A few years ago, Orion Magazine ran some long-lost, unpublished missives from Ed Abbey to various recipients on sundry topics: his family about the mundane, a Tucson newspaper decrying a new police helicopter as another step toward an authoritarian state, and the University of Georgia in response to criticism of Earth First! and The Monkey Wrench Gang, which is posted here. Given the world’s current preoccupation with the word “terrorism,” it’s interesting to see Abbey tackle it three decades ago and even more interesting to consider Abbey’s defense that the book is simply fiction and not to be confused with actions in the real world. Disingenuous, given his role in Earth First!? Something to consider.

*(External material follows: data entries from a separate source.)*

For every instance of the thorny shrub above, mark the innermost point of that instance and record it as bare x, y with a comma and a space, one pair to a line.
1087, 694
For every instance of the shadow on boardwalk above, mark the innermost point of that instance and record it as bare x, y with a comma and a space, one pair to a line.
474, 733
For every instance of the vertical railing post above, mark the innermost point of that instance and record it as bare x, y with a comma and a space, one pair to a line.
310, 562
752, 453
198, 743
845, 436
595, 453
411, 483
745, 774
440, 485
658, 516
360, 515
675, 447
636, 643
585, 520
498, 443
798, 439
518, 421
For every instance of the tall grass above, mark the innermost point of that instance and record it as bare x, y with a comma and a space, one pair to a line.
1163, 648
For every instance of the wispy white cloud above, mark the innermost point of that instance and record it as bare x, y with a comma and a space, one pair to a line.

Eugene C. Hargrove, Editor,
Environmental Ethics, University of Georgia
3 November 1982
Dear Mr. Hargrove:
Thank you for inviting me to respond to your editorial re Earth First! and The Monkey Wrench Gang:
So far as I know, Earth First! as an organization—though it’s more a spontaneous grouping than an organization, having neither officers nor by-laws—is not “pledged to ecological sabotage.” If Newsweek said that, Newsweek is hallucinating (again). We are considering acts of civil disobedience, in the usual sense of that term, when and where they might be useful. For example, when and if the Getty Oil Co attempts to invade the Gros Ventre wilderness (Wyoming) with bulldozers, we intend to peaceably assemble and block the invasion with guitars, American flags, live human bodies and maybe an opposing D-9 tractor. If arrested, we shall go to jail, pay the fines and try again. We invite your readers to join us. A good time will be had by all.

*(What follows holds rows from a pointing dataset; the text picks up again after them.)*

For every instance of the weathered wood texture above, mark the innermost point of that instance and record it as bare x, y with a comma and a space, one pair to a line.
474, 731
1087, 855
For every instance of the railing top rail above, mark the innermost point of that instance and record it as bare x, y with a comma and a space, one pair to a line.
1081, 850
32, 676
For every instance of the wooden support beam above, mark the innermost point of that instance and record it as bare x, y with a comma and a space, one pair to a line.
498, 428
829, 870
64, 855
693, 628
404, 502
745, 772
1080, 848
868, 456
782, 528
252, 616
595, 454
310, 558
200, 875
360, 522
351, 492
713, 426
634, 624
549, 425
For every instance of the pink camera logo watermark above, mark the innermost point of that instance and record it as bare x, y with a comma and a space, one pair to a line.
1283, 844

As for that book, please note that The Monkey Wrench Gang is a novel, a work of fiction and—I like to think—a work of art. It would be naive to read it as a tract, a program for action or a manifesto. The book is a comedy, with a happy ending. It was written to entertain, to inspire tears and laughter, to amuse my friends and to aggravate our enemies. (Aggravate their ulcers.) So far, about a half million readers seem to have found that approach appealing.
The book does not condone terrorism in any form. Let’s have some precision in language here: terrorism means deadly violence—for a political and/or economic purpose—carried out against people and other living things, and is usually conducted by governments against their own citizens (as at Kent State, or in Vietnam, or in Poland, or in most of Latin America right now), or by corporate entities such as J. Paul Getty, Exxon, Mobil Oil, etc etc., against the land and all creatures that depend upon the land for life and livelihood. A bulldozer ripping up a hillside to strip mine for coal is committing terrorism; the damnation of a flowing river followed by the drowning of Cherokee graves, of forest and farmland, is an act of terrorism.
Sabotage, on the other hand, means the use of force against inanimate property, such as machinery, which is being used (e.g.) to deprive human beings of their rightful work (as in the case of Ned Ludd and his mates); sabotage (le sabot dropped in a spinning jenny)—for whatever purpose—has never meant and has never implied the use of violence against living creatures. The characters in Monkey Wrench engage in industrial sabotage in order to defend a land they love against industrial terrorism.
They do this only when it appears that in certain cases and places all other means of defense of land and life have failed and that force—the final resort—becomes morally justified. Not only justified but a moral obligation, as in the defense of one’s own life, one’s own family, one’s own home, one’s own nature, against a violent assault.
Such is the basis of my characters’ rationale in The Monkey Wrench Gang. How the reader chooses to interpret all this is the reader’s business. And if the reader is impelled to act out in real life the exploits of Doc, Bonnie, Slim & Hayduke, that too is a matter for decision by the individual conscience. But first and last, it should be remembered that the book is fiction, make-believe, a story and no more than a story.
As for my own views on environmental ethics, I have tried to state them explicitly in the essay form: see The Journey Home (1977), Abbey’s Road (1979), and Down the River (1982).